Stephenson, who has been a part of ASA since 2018, leads the organization alongside Ghanian President Sylvia Brobbey, co-VP Kevin Fofanah from Sierra Leone, Nigerian Secretary Udonsi Udensi, Treasurer Adrianna and Nigerian and Ethiopian Social Media and Public Relations Chair Maeti Udeh.
While Africa is made up of more than 50 countries, all unique and diverse, there are some things that all Africans can unite on.
“Everybody can be so diverse in what their sect does, but still have things in common, like at weddings or how food is cooked or how you introduce yourself to family members, and people can find similarities,” Stephenson said. “We might not cook the same in Nigeria as they do in Ethiopia, but we have the same look for partying or dancing or people that are like musicians and scholars and stuff like that.”
Like many other cultural organizations on campus, ASA is open to all EMU students.
“Even though we are a cultural org centered more towards African students and students in the diaspora, we do accept all people that are willing to learn about Africa and have an open mind to concepts about being African and things that Africans, or African-Americans or things that people in the diaspora go through,” Stephenson said.
When Stephenson first became a part of ASA, he got to spend time with older members and the founder who made the experience great and family-like, so he and co-VP Fofanah have the goal to bring that energy back for incoming members. The pair want people who are new to ASA to fall in love with the organization just as they did.
Another goal that ASA has this year is to bring more attention to the organization overall and have more EMU students join and participate in events.
“[We want] to get more people, have them feel at home, have a family and make it more lively in the organization,” Udensi said.
The way that the organization brings people together is with events. Among the main events that ASA hosts at EMU is the Taste of Africa, where the members cook traditional African food to sell to students and faculty, and stage a culture show.
“We do essentially a show based around things related to Africa, so poetry, fashion, skits, dance, and then we also collab with other orgs to have it,” Stephenson said. “In past years we’ve had like Poetry Society come through, we’ve done it with S.T.Y.L.E, other ASAs.”
At EMU, ASA meets at 3p.m. every other Friday in the Student Center to talk about discussions and events, as well as bond with each other.
During the latest ASA meeting, Oct. 14, board members brought up subjects related to African lifestyle and had people stand at signs that read from a spectrum of strongly agree to strongly disagree.

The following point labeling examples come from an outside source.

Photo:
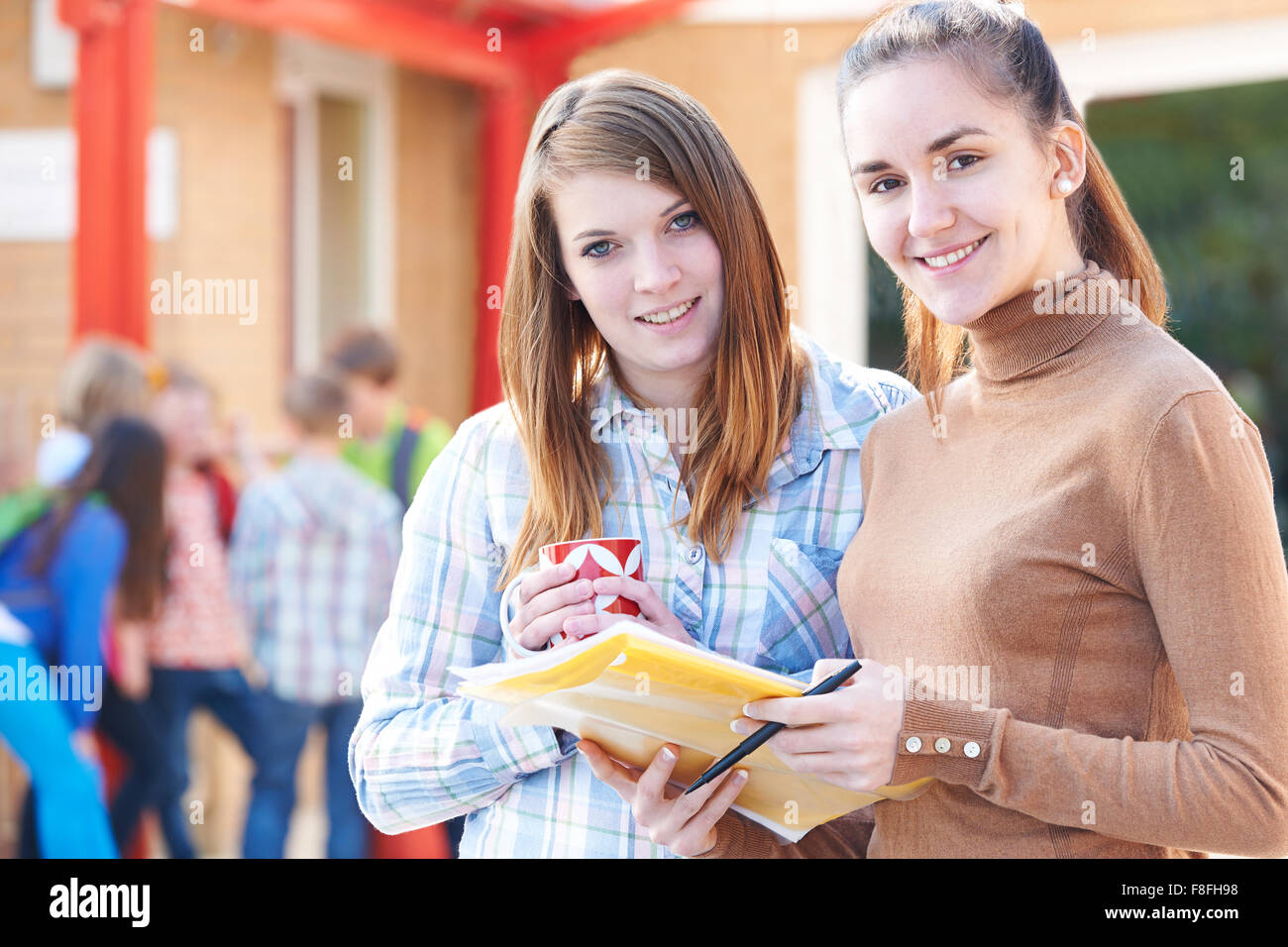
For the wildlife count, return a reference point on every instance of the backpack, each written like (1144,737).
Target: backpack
(21,509)
(403,454)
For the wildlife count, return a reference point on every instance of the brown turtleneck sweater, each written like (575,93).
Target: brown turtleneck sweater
(1085,545)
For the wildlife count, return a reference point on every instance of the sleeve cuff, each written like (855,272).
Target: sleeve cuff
(513,650)
(513,753)
(948,740)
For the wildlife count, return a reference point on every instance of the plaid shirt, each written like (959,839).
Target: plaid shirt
(421,754)
(312,561)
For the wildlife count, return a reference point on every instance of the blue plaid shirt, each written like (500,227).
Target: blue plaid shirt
(312,561)
(421,754)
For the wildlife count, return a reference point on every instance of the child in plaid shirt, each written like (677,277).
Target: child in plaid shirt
(313,556)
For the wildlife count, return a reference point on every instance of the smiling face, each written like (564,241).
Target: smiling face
(956,195)
(649,274)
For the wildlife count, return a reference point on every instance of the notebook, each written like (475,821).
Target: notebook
(630,689)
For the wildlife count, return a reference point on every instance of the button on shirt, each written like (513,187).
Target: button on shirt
(421,754)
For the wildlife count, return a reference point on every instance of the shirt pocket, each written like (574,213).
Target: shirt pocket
(803,616)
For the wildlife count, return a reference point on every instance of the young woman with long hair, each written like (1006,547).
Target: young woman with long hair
(1069,591)
(95,548)
(653,389)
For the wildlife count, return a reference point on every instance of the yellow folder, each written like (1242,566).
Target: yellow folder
(631,689)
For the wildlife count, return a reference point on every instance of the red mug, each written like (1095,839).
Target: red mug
(612,556)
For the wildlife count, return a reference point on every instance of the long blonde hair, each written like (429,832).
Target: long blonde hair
(552,355)
(1001,50)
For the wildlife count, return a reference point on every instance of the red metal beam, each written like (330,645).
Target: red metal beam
(562,43)
(112,115)
(407,35)
(503,134)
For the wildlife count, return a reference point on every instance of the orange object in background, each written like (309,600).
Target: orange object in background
(429,841)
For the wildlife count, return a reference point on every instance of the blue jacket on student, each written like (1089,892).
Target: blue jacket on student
(64,605)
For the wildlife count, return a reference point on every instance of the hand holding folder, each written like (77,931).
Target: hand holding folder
(630,690)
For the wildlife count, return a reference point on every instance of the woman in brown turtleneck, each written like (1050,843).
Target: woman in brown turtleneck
(1068,589)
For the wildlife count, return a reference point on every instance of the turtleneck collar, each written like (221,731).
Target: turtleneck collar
(1038,325)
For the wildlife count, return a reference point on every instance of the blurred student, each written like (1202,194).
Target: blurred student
(103,379)
(58,573)
(393,444)
(313,557)
(197,646)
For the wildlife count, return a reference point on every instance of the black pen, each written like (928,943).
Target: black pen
(756,740)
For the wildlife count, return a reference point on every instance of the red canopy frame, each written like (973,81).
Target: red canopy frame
(114,112)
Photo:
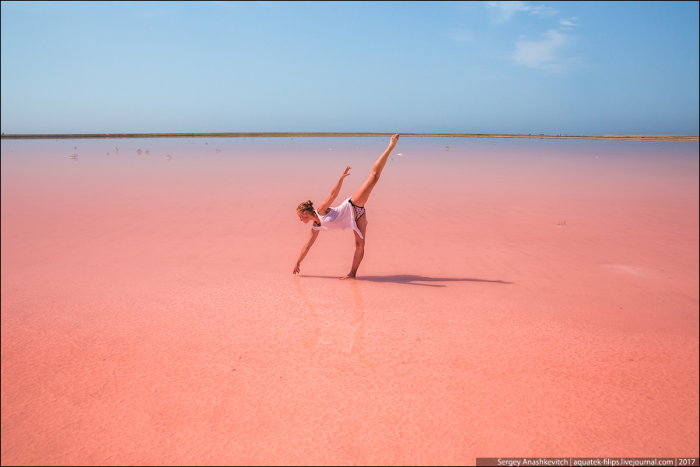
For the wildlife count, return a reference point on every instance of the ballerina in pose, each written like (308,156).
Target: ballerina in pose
(350,214)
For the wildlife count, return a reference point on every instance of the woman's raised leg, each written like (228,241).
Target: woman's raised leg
(362,194)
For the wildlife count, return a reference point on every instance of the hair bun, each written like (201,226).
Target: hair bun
(306,206)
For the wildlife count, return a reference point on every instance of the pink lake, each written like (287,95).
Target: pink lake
(149,313)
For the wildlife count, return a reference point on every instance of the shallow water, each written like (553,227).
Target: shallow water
(149,313)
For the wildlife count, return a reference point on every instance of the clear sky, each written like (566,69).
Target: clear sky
(482,67)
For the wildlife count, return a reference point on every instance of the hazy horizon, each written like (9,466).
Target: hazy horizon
(484,67)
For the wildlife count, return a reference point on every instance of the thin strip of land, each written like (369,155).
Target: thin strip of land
(668,138)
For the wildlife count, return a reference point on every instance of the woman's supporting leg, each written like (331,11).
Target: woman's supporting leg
(359,246)
(362,194)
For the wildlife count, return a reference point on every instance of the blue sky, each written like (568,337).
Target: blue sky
(481,67)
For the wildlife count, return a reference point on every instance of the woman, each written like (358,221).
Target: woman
(349,215)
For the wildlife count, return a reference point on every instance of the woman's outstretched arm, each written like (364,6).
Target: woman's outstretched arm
(307,247)
(323,207)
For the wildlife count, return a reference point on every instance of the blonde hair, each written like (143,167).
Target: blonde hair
(306,206)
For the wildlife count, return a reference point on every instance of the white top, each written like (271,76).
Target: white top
(338,218)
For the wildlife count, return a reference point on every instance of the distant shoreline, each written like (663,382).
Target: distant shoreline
(668,138)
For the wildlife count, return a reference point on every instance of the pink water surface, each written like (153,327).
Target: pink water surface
(149,313)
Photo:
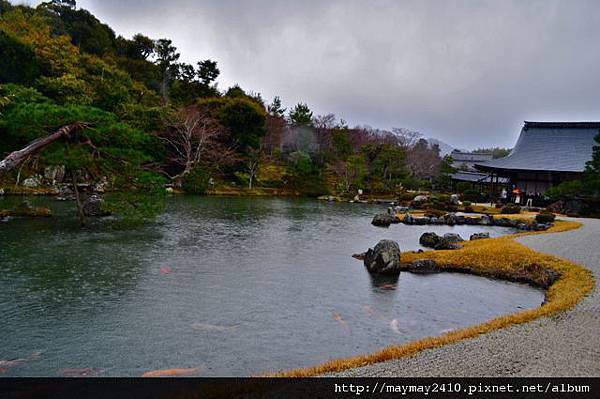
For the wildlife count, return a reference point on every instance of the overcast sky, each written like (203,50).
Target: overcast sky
(465,72)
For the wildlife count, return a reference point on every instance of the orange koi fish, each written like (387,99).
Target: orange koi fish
(373,312)
(84,372)
(172,372)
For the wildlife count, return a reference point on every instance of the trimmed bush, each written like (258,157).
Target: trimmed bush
(436,213)
(545,217)
(196,182)
(510,209)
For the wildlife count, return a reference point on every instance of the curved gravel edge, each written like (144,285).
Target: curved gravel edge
(567,344)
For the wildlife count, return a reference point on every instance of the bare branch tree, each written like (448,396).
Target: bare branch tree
(193,136)
(407,138)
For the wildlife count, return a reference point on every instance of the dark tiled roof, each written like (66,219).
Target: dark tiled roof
(459,156)
(475,177)
(550,146)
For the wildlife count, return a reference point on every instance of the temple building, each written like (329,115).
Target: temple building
(546,154)
(465,161)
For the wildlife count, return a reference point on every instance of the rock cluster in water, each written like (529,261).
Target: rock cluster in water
(93,206)
(384,258)
(452,219)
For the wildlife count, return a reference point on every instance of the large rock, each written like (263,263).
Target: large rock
(93,206)
(432,240)
(445,244)
(429,239)
(33,181)
(479,236)
(384,258)
(424,266)
(421,198)
(487,220)
(65,193)
(25,209)
(54,174)
(383,220)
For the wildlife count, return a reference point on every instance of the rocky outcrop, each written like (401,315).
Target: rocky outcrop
(453,219)
(384,258)
(25,209)
(33,181)
(383,220)
(453,238)
(360,256)
(65,193)
(432,240)
(479,236)
(429,239)
(93,206)
(421,198)
(423,266)
(54,174)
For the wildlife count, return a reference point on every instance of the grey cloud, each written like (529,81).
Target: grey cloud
(466,72)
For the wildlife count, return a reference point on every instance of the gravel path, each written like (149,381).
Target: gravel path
(567,344)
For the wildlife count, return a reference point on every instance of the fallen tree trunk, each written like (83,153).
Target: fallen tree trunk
(14,159)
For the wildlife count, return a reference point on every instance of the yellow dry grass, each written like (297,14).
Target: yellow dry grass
(497,257)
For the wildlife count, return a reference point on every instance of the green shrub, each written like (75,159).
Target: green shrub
(472,195)
(510,209)
(196,182)
(545,217)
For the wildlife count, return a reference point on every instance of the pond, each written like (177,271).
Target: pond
(222,286)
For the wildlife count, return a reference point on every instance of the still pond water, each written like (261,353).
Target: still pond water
(225,286)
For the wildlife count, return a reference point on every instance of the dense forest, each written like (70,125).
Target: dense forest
(148,121)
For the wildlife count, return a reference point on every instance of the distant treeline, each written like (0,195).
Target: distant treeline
(154,119)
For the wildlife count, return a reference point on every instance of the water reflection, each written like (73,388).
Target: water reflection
(230,286)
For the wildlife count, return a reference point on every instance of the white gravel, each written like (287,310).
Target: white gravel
(567,344)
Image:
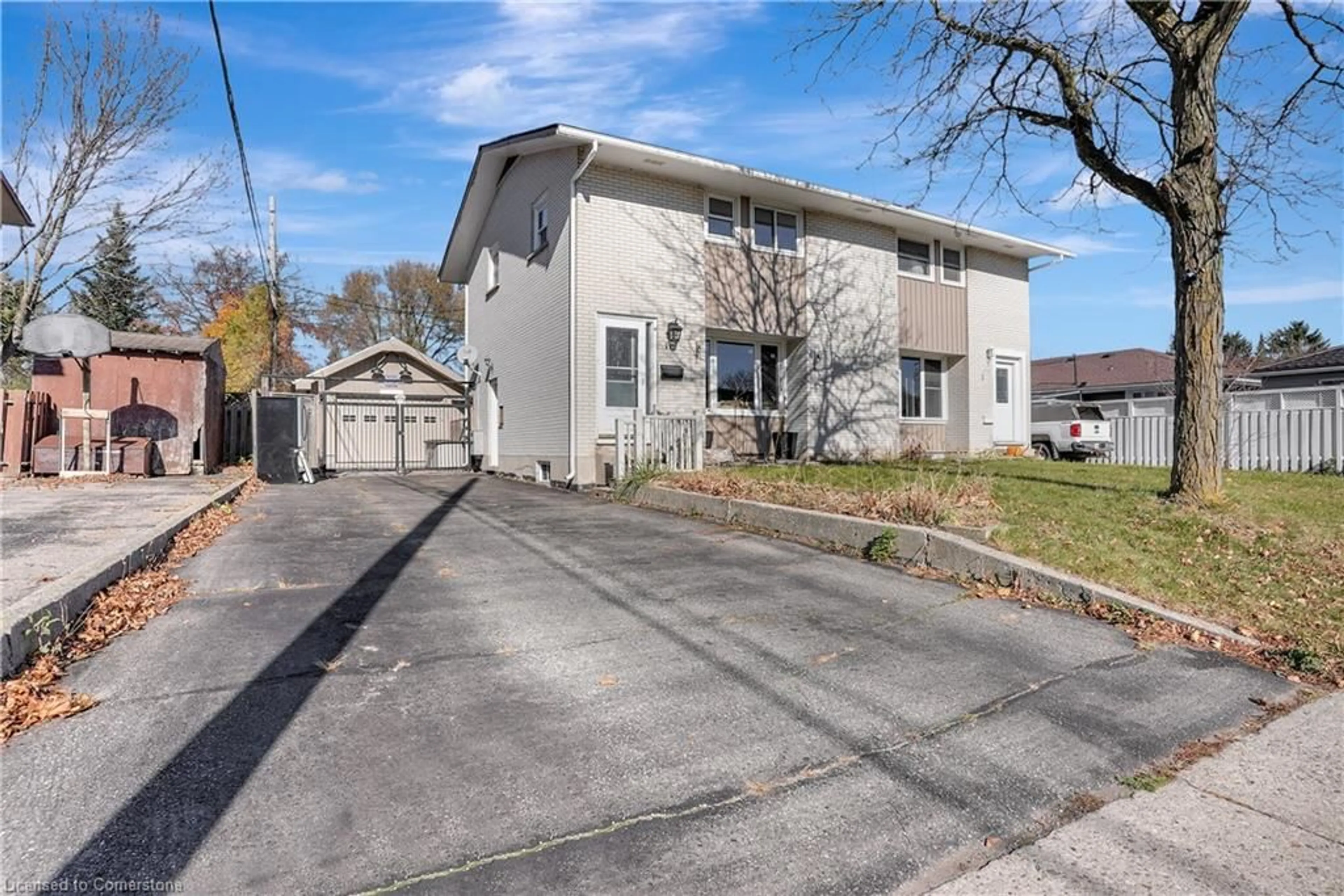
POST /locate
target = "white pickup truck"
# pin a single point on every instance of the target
(1070, 430)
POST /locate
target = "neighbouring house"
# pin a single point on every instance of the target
(13, 213)
(386, 371)
(1318, 368)
(166, 395)
(386, 408)
(1105, 377)
(609, 278)
(1120, 375)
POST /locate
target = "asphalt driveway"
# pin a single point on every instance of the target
(464, 684)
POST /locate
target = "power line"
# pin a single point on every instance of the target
(272, 287)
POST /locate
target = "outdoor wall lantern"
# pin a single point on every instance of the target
(674, 334)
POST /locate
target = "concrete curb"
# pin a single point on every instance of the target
(915, 546)
(48, 612)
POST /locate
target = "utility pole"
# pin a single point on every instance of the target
(273, 292)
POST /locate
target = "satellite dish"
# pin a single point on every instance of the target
(66, 336)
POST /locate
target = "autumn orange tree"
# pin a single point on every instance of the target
(243, 328)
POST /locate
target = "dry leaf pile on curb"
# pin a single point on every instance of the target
(959, 500)
(1147, 629)
(35, 694)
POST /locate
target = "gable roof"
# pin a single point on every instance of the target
(386, 347)
(11, 209)
(1104, 370)
(1324, 359)
(494, 159)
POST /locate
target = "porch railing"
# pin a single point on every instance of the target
(667, 443)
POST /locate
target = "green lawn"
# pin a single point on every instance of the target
(1270, 561)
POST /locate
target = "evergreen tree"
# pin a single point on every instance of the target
(113, 292)
(1294, 340)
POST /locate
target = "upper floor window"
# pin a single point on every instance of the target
(953, 267)
(720, 218)
(492, 269)
(775, 230)
(915, 259)
(539, 225)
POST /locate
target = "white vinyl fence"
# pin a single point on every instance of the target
(668, 443)
(1304, 432)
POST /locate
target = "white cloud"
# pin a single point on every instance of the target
(1315, 291)
(1311, 291)
(275, 170)
(1089, 190)
(597, 66)
(1091, 245)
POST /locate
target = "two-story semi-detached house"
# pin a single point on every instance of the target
(609, 278)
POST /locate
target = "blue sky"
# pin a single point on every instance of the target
(363, 119)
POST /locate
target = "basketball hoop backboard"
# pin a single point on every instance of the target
(66, 336)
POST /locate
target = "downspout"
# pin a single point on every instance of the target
(574, 281)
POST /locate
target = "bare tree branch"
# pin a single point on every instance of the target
(1206, 124)
(96, 134)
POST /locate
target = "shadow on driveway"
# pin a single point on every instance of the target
(158, 831)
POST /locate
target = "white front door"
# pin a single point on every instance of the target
(622, 379)
(1008, 401)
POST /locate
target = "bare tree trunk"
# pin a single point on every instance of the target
(1197, 464)
(1197, 216)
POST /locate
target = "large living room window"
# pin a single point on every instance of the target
(921, 389)
(742, 375)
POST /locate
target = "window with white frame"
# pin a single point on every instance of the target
(492, 269)
(773, 229)
(921, 389)
(953, 267)
(539, 225)
(742, 375)
(720, 217)
(915, 259)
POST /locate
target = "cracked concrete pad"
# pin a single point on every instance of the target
(1178, 840)
(1294, 770)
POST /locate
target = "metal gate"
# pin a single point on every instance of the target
(394, 436)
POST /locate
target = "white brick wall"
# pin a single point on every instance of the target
(640, 242)
(640, 254)
(855, 336)
(999, 319)
(523, 327)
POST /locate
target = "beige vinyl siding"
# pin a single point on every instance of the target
(523, 326)
(854, 339)
(640, 254)
(956, 391)
(933, 318)
(999, 313)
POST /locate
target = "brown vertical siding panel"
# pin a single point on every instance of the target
(933, 316)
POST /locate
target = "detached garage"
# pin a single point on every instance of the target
(389, 408)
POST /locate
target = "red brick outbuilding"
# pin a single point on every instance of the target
(167, 390)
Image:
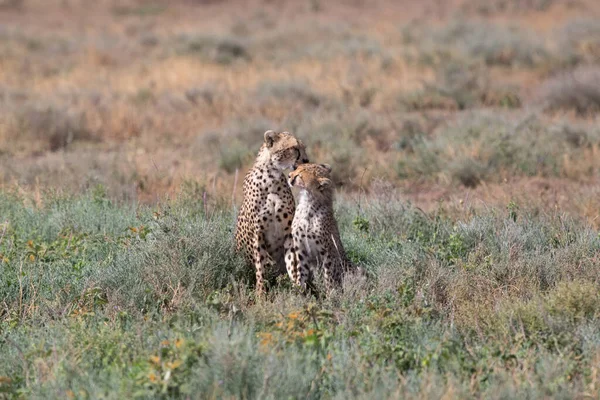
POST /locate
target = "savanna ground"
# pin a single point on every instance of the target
(465, 142)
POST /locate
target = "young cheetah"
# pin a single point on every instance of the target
(263, 231)
(316, 238)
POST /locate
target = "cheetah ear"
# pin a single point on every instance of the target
(324, 183)
(327, 167)
(270, 137)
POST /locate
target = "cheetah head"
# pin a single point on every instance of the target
(284, 149)
(314, 178)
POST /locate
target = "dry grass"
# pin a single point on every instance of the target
(142, 97)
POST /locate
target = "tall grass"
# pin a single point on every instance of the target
(105, 300)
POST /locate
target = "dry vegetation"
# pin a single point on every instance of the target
(465, 141)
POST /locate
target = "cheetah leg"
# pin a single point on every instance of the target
(291, 261)
(332, 272)
(260, 258)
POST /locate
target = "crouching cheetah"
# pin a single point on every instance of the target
(263, 231)
(316, 238)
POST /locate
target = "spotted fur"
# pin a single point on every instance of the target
(263, 231)
(315, 234)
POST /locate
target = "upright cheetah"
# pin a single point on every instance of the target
(316, 238)
(263, 231)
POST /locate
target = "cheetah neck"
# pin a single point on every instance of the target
(308, 199)
(263, 161)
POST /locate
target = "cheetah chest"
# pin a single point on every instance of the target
(310, 229)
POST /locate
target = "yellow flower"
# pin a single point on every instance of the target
(265, 338)
(174, 364)
(155, 359)
(153, 378)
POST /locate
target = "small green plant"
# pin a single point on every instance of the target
(361, 223)
(513, 210)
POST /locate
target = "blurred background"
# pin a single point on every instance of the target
(447, 101)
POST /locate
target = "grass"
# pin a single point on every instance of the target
(104, 299)
(481, 146)
(464, 144)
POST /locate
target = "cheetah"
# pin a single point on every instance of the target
(316, 238)
(263, 231)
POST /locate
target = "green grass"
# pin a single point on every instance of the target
(99, 299)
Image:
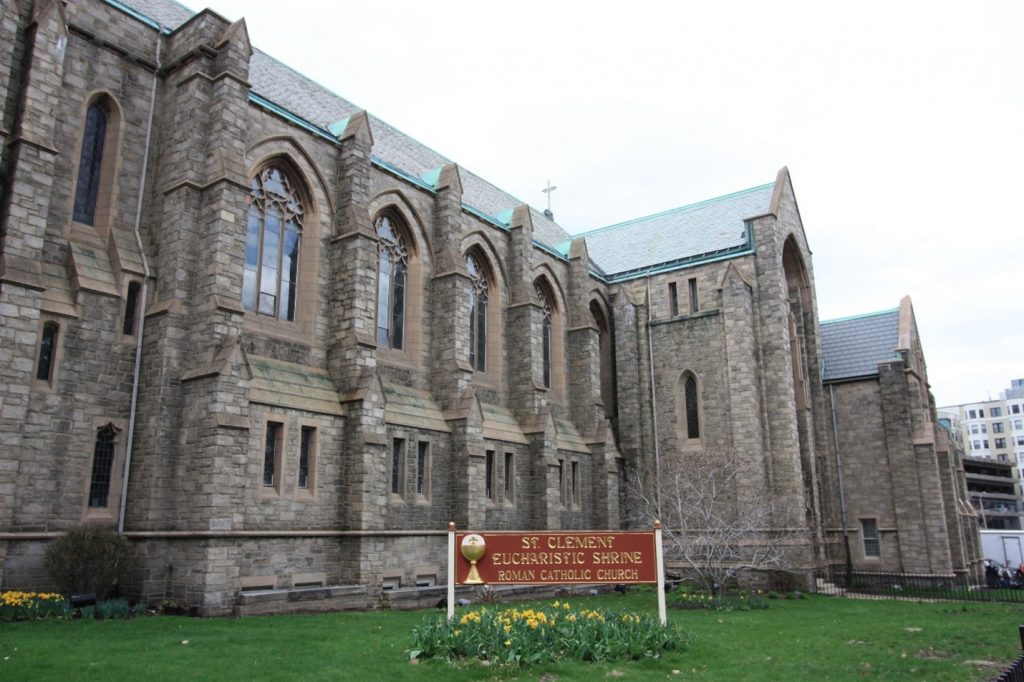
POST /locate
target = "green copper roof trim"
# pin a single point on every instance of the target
(431, 177)
(138, 15)
(679, 264)
(338, 127)
(688, 207)
(860, 316)
(263, 102)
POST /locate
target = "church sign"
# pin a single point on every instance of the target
(581, 557)
(562, 558)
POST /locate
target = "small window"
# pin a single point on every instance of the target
(392, 269)
(869, 529)
(423, 468)
(307, 457)
(397, 461)
(89, 165)
(131, 308)
(102, 466)
(509, 477)
(271, 454)
(561, 481)
(574, 484)
(488, 474)
(47, 351)
(692, 409)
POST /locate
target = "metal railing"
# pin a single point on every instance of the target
(836, 580)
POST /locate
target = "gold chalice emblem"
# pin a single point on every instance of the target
(473, 548)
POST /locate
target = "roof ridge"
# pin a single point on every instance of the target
(687, 207)
(859, 316)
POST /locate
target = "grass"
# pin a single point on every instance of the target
(807, 639)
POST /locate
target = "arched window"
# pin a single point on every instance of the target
(47, 351)
(477, 314)
(391, 276)
(692, 406)
(546, 338)
(90, 162)
(274, 229)
(606, 358)
(131, 308)
(102, 466)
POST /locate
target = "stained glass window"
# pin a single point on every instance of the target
(391, 274)
(272, 239)
(542, 295)
(477, 314)
(47, 351)
(102, 464)
(692, 409)
(90, 161)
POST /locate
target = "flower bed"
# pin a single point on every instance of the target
(33, 605)
(520, 637)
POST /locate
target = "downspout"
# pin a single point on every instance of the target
(842, 489)
(653, 405)
(142, 294)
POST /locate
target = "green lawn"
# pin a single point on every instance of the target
(811, 639)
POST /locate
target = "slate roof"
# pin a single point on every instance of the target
(689, 233)
(852, 347)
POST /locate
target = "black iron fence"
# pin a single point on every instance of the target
(837, 580)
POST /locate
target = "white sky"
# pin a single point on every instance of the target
(902, 125)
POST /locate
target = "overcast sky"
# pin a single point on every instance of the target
(902, 125)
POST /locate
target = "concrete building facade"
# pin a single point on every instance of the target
(281, 345)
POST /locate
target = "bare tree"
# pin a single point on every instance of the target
(715, 527)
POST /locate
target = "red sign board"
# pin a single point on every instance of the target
(536, 558)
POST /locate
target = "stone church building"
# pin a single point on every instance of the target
(280, 344)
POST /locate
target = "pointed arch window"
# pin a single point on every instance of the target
(691, 397)
(477, 314)
(102, 466)
(272, 240)
(391, 278)
(90, 163)
(47, 351)
(548, 310)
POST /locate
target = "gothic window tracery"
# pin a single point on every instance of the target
(477, 314)
(548, 310)
(90, 163)
(102, 466)
(391, 275)
(272, 240)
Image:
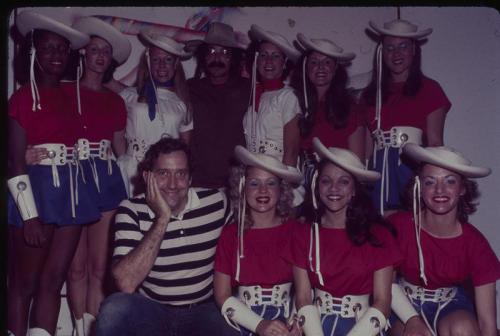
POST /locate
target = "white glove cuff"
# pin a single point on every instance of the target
(370, 324)
(309, 320)
(20, 188)
(401, 305)
(239, 313)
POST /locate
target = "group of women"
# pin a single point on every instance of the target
(64, 139)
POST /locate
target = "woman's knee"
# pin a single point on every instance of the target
(459, 323)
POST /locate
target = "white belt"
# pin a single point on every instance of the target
(60, 155)
(278, 295)
(137, 148)
(396, 137)
(442, 294)
(346, 306)
(270, 147)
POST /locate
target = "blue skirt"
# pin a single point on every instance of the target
(111, 187)
(54, 203)
(430, 309)
(341, 324)
(267, 312)
(400, 175)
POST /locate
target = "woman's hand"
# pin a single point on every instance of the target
(294, 328)
(415, 326)
(33, 232)
(272, 328)
(154, 198)
(34, 155)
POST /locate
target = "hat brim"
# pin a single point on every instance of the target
(192, 45)
(164, 46)
(28, 20)
(306, 44)
(424, 155)
(414, 35)
(270, 164)
(363, 175)
(258, 34)
(94, 26)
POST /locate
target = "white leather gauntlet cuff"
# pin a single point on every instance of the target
(309, 320)
(401, 305)
(20, 188)
(370, 324)
(239, 313)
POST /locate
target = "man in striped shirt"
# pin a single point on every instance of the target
(164, 247)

After each prompt was read and people stood at their answer, the responses were discussed.
EMU students who are interested in joining can stop by ASA’s next meeting Oct. 28 or direct message the group on Instagram @emuasa. From there, members are added to a group chat where everyone talks and discusses what people want for the organization overall.
“We’re uniquely our own, nobody can copy the energy or the vibe that we have, it’s the fact that we can create good energy in almost any situation,” Stephenson said. “Don’t be afraid to come out and see what we’re about.”